Western Australia will take another tentative step towards living with COVID-19 by halving quarantine periods for close contacts as Omicron spreads in the state.
The move to seven-day quarantine will come into effect from Tuesday and also apply to thousands of returned travellers already in self-isolation.
It comes after WA on Monday recorded 26 new local Omicron cases, including some who were infectious while in the community.
Premier Mark McGowan had faced growing pressure to bring WA’s quarantine rules in line with the rest of the nation after eight schools were exposed in the first week of term, plunging hundreds of students and teachers into isolation.
The virus has also spread to the Pilbara mining sector, with some workers forced to spend two weeks isolating in accommodation villages.
Mr McGowan insisted he had not bowed to pressure from the mining industry and the Australian Medical Association, saying the decision was based on health advice.
He warned that WA was about to embark on its most challenging phase of the pandemic.
“These new protocols are not a sign that the pandemic is over. They signify the start of the real impact of Omicron in Western Australia,” he told reporters.
Under WA’s revised definitions, close contacts will include household members, intimate partners or anyone who has had 15 minutes of face-to-face contact or spent two hours in a room with an infectious case while unmasked.

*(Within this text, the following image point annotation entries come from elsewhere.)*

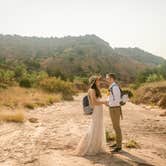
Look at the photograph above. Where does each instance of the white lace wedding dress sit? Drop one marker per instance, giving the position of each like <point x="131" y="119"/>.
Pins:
<point x="94" y="141"/>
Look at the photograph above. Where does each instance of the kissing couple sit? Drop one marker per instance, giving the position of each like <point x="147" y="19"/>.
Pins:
<point x="94" y="141"/>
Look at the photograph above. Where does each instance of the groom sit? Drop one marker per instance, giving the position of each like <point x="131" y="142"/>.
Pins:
<point x="115" y="110"/>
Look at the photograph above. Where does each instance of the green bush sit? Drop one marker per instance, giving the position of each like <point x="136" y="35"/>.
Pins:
<point x="28" y="80"/>
<point x="154" y="78"/>
<point x="56" y="85"/>
<point x="6" y="76"/>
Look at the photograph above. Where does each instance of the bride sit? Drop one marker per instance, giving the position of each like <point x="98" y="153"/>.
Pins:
<point x="94" y="141"/>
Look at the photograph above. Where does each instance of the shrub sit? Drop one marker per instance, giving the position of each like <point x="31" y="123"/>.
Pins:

People will be able to leave self-quarantine after seven days if they return a negative rapid antigen test result.
Casual contacts will no longer have to isolate, but reporting positive RAT results to WA Health will become mandatory.
Mr McGowan said anyone currently in self-quarantine, including about 12,000 people who arrived over the weekend under a softening of hard border rules, will be able to leave on day seven upon returning a negative test.
From Wednesday, WA will double its arrival cap to allow 530 international travellers per week.
While vaccinated international arrivals will be allowed to self-quarantine and leave after seven days, those who are not jabbed face 14 days in hotel quarantine.
Mr McGowan last month said close contact changes would only come into effect once “high daily caseloads” were recorded in the WA community.
WA has averaged just over 20 local cases per day over the past week.
But Chief Health Officer Andy Robertson said he expected the state’s case numbers would start to double “within the next few days”.
The premier also refused to set a new date for the borders fully reopening despite the state’s third-dose vaccination rate climbing to 44 per cent.
Should the take-up maintain its current rate, WA’s booster rate – identified as one of the key factors in the border considerations – would be well above 80 per cent by early March.
New rules will come into effect at schools from Tuesday including restrictions on school camps, indoor face-to-face events, and mingling between year groups.
Parents will be made to stay outdoors when picking up their children and parent-teacher interviews will occur online or over the phone.
The rules will be eased further once WA reaches a yet-to-be-defined “very high caseload”, allowing most asymptomatic close contacts to continue attending school.